Régulation de l’installation des médecins et lutte contre les déserts médicaux : la droite sénatoriale s’oppose à notre proposition de loi

Dans la continuité de mon engagement au Sénat et aux côtés des Maires, des élus locaux et des habitants pour garantir un égal accès aux soins sur l’ensemble du territoire, et conformément à mon engagement de campagne n°17 pour réguler l’installation des médecins et lutter contre les déserts médicaux, j’ai cosigné et soutenu la proposition de loi transpartisane visant à lutter contre les déserts médicaux.

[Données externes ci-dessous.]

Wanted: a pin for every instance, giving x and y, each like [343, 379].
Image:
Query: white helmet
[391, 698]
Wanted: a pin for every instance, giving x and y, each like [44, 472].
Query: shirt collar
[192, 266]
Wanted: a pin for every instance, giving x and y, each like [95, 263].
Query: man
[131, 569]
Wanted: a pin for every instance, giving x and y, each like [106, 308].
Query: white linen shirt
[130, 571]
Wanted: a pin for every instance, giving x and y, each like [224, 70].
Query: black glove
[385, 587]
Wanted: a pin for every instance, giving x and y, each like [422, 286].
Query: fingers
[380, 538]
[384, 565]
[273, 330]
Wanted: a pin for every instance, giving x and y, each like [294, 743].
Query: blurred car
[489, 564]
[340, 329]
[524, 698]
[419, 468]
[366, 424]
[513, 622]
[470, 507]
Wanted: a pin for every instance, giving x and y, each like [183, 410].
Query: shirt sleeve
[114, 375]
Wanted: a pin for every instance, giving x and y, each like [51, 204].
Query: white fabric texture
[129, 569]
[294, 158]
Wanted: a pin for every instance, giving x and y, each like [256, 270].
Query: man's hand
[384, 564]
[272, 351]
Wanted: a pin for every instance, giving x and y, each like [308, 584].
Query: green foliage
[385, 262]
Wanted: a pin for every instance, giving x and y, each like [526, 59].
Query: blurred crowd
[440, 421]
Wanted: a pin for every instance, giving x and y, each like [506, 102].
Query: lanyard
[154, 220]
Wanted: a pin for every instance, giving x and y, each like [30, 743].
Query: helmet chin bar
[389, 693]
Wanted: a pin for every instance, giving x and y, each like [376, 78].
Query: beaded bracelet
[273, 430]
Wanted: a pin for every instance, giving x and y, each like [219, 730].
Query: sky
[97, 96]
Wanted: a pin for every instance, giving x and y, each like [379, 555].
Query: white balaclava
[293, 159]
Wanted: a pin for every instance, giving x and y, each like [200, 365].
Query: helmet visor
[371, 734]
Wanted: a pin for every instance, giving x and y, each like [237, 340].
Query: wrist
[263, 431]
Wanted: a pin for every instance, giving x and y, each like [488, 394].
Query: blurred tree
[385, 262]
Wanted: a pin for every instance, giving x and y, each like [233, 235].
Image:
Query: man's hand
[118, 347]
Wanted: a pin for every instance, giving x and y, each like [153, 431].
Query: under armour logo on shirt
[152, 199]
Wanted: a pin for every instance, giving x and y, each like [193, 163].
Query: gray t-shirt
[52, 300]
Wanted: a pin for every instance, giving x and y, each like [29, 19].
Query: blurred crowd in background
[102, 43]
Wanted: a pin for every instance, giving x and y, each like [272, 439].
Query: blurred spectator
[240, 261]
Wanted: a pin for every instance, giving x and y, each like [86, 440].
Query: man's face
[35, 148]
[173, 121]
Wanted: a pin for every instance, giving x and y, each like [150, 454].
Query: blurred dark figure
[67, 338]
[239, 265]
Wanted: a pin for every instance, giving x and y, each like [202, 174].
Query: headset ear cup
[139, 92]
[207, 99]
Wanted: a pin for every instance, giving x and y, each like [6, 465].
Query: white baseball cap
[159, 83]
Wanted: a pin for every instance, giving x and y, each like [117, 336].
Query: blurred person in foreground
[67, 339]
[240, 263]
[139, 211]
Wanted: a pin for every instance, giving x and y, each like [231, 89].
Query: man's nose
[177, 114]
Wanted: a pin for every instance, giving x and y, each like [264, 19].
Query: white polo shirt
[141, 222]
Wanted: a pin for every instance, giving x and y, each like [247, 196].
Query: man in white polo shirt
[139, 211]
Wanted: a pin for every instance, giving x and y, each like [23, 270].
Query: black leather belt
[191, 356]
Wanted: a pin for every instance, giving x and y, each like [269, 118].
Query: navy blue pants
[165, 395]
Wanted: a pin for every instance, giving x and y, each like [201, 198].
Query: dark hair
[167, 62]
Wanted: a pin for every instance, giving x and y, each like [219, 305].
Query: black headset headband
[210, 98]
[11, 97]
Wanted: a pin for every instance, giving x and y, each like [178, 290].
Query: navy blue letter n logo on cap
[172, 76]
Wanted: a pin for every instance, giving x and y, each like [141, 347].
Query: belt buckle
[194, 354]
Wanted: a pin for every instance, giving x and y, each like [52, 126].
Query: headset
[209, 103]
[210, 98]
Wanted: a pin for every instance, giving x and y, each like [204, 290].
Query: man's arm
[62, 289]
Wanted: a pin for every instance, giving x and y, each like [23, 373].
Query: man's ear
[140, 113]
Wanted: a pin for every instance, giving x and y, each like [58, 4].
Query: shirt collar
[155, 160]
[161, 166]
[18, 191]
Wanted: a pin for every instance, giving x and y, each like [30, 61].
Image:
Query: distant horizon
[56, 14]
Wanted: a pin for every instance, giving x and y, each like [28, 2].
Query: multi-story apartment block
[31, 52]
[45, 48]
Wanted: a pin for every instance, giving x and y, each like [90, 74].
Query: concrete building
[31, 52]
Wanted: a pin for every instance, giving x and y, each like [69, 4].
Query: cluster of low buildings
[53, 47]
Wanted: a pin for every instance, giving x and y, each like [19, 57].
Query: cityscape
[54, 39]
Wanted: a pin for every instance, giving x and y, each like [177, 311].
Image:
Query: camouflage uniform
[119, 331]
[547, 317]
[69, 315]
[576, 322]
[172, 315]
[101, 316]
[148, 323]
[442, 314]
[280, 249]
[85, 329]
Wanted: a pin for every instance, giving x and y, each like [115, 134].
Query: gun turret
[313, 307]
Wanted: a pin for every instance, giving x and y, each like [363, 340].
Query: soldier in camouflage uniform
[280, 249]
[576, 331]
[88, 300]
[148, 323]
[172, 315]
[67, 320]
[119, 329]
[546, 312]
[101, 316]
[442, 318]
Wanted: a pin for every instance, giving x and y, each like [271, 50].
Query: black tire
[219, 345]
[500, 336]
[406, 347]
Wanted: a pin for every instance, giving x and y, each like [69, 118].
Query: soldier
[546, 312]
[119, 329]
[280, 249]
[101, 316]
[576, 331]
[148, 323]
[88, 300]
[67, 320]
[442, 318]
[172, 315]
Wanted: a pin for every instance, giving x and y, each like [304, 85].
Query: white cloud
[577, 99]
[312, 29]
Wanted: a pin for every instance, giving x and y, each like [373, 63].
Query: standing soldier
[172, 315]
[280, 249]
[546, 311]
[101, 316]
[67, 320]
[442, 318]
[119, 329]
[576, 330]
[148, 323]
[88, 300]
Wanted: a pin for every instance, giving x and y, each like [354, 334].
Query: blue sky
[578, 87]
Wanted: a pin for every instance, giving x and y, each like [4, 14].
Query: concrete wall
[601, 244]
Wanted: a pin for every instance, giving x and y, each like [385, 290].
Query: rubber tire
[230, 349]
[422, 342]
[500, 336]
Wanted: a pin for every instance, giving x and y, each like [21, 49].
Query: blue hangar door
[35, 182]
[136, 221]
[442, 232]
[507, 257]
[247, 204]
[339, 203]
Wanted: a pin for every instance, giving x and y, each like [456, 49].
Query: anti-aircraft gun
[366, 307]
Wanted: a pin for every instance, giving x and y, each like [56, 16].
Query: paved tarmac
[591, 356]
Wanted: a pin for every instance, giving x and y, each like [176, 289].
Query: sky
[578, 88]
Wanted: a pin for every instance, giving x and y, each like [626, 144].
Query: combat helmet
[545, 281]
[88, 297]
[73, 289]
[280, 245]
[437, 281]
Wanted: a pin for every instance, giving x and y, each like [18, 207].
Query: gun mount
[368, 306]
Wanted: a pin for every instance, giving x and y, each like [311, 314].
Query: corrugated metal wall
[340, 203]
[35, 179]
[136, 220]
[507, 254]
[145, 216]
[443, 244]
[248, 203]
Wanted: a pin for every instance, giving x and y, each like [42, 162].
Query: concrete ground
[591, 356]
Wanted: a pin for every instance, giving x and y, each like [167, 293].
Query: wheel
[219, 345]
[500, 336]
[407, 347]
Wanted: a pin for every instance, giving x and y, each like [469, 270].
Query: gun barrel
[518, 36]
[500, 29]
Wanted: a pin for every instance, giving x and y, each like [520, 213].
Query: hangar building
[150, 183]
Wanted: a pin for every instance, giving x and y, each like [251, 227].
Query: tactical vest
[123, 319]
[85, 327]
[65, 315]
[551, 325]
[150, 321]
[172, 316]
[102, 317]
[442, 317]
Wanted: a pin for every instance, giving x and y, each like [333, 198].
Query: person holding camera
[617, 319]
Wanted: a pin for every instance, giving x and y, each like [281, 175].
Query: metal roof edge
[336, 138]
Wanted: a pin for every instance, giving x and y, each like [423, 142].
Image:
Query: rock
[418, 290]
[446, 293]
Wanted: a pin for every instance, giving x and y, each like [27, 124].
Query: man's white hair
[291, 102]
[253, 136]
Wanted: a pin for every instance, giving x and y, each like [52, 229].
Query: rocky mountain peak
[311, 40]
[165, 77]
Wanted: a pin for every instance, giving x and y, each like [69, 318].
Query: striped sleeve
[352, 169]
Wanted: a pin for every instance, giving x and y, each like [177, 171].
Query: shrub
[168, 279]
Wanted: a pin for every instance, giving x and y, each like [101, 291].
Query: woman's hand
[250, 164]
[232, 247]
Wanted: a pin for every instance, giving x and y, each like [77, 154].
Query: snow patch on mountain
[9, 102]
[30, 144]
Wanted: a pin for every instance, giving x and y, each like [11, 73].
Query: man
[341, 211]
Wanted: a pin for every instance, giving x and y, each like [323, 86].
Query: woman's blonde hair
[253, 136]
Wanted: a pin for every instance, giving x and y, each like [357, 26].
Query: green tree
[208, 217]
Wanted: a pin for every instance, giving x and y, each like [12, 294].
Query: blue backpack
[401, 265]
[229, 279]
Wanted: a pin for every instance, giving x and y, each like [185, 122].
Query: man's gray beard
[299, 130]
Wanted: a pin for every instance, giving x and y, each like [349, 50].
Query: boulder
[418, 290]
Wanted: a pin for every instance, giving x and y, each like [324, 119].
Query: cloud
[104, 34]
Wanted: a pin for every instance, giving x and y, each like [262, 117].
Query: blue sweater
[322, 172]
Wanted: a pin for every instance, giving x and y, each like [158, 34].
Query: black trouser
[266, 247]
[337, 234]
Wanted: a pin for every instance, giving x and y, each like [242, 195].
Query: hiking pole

Alors que cette proposition de loi avait été adoptée en première lecture par l’Assemblée nationale, la droite sénatoriale s’y est malheureusement opposée et a empêché son adoption. 

Aujourd’hui, 87 % du territoire national est considéré comme sous-doté en médecins. Près de 7 millions de personnes sont privées de médecin traitant, dont 600 000 souffrant de maladies chroniques. Derrière ces chiffres se trouvent des citoyens qui renoncent à se soigner, attendent des mois pour obtenir un rendez-vous ou se tournent vers des services d’urgence déjà saturés.

Face à cette situation, les seules mesures incitatives ont montré leurs limites. Malgré des investissements publics importants, les résultats demeurent insuffisants. Il est désormais nécessaire de mettre en oeuvre des dispositifs efficaces et immédiatement opérationnels.

Cette proposition de loi transpartisane, adoptée par l’Assemblée nationale à l’initiative du groupe Socialistes et apparentés, apporte des réponses concrètes à une urgence sanitaire devenue quotidienne pour des millions de Français.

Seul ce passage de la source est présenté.